Europa era el continente que pensábamos
que ya teníamos en nuestro bolsillo cristiano. ¡Mira sus iglesias, hoy vacías!
La confusión humana no podemos disiparla pretendiendo falsamente asentar todo
el polvo, sino enseñando a la gente “un humilde y honesto proceso de aprendizaje
y escucha por sí misma” (la oración, de la que enseguida hablaré).
Entonces, las personas accederán a la sabiduría de una manera sosegada y
compasiva. Y no se dará la airada y excesiva reacción contra la autoridad y la
sabiduría que conocemos hoy, la cual a menudo nace de intento de imponer
conclusiones sin enseñar también a las personas un proceso para alcanzar por sí
mismas esas conclusiones. La autoridad exterior debe fundamentarse en la
autoridad interior.
Recuerda que, como afirma san Pablo
sirviéndose de una cita, "la palabra está a tu alcance, en tu
boca y en tu corazón" (Rom 10,8; cf. Dt 30,14); y el apóstol
antepone a esa frase del Deuteronomio un desafío que yo repetiría en la
actualidad: "¡No digas para tus adentros que tienes que hacer bajar a
Cristo!" (Rom 10,6). El misterio de la encarnación es precisamente
el reposicionamiento de Dios aquí abajo de una vez para siempre. Una religión
que de continuo procede de arriba abajo solo crea un cristianismo muy pasivo,
tan pasivo-dependiente como pasivo-agresivo.

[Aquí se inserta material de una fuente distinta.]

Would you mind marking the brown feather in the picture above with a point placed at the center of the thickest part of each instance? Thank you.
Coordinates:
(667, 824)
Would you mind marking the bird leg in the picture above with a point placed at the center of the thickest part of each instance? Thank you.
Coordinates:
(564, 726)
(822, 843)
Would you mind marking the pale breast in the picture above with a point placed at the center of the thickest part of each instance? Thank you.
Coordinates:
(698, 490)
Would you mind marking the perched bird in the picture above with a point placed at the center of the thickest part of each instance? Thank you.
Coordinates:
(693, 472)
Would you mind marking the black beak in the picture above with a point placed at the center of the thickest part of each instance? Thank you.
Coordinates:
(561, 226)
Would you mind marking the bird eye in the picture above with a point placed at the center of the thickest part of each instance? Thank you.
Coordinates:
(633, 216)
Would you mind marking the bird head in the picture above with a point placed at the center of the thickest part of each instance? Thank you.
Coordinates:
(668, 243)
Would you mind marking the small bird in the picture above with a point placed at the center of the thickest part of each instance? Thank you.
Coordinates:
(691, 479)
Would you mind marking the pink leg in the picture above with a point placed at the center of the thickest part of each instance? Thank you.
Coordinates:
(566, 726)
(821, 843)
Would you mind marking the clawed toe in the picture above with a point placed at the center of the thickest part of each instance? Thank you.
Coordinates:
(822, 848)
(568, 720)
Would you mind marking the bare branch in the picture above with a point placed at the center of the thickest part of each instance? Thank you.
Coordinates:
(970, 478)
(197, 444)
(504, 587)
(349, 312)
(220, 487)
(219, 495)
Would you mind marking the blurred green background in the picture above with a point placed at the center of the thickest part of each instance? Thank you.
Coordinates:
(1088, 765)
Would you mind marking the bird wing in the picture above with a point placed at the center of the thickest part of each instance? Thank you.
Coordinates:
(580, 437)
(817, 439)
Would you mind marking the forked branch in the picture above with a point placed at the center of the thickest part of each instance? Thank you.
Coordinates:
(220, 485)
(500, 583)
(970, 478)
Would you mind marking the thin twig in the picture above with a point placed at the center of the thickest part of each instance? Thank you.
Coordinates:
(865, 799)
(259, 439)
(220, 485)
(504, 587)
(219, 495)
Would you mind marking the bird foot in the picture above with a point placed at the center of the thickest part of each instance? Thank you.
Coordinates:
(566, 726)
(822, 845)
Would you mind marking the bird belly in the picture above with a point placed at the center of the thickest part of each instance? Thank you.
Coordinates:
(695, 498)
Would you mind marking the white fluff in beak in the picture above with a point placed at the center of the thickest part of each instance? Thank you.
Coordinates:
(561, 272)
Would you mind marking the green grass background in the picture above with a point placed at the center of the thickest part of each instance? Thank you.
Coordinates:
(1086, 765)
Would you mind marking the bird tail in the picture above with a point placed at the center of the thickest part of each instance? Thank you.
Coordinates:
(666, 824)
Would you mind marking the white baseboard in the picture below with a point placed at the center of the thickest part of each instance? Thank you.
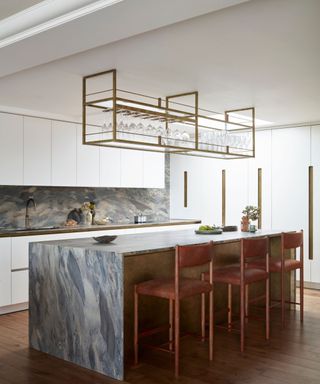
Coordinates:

Dios franqueó ese abismo plantando una
fuente integral en medio de nosotros: "Lo que yo te mando no es cosa que
exceda tus fuerzas ni que te resulte inalcanzable; no está en el cielo, no vale
decir: ¿quién de nosotros subirá al cielo y nos lo traerá?... No, la palabra
está a tu alcance, en tu boca y en tu corazón. Cúmplela". (Dt
30,11-14). La tradición judío-cristiana no era considerada una realidad marcada
por un movimiento descendente, “sino un encuentro integral entre un
cognoscente interior, accesible por medio de la oración, y el cognoscente
exterior, al que podríamos llamar Escritura o tradición”. Gran parte de
nuestras polémicas a causa de -y sobre- la Escritura y la tradición se deben a
que no hemos enseñado un proceso paralelo e igualmente serio de oración.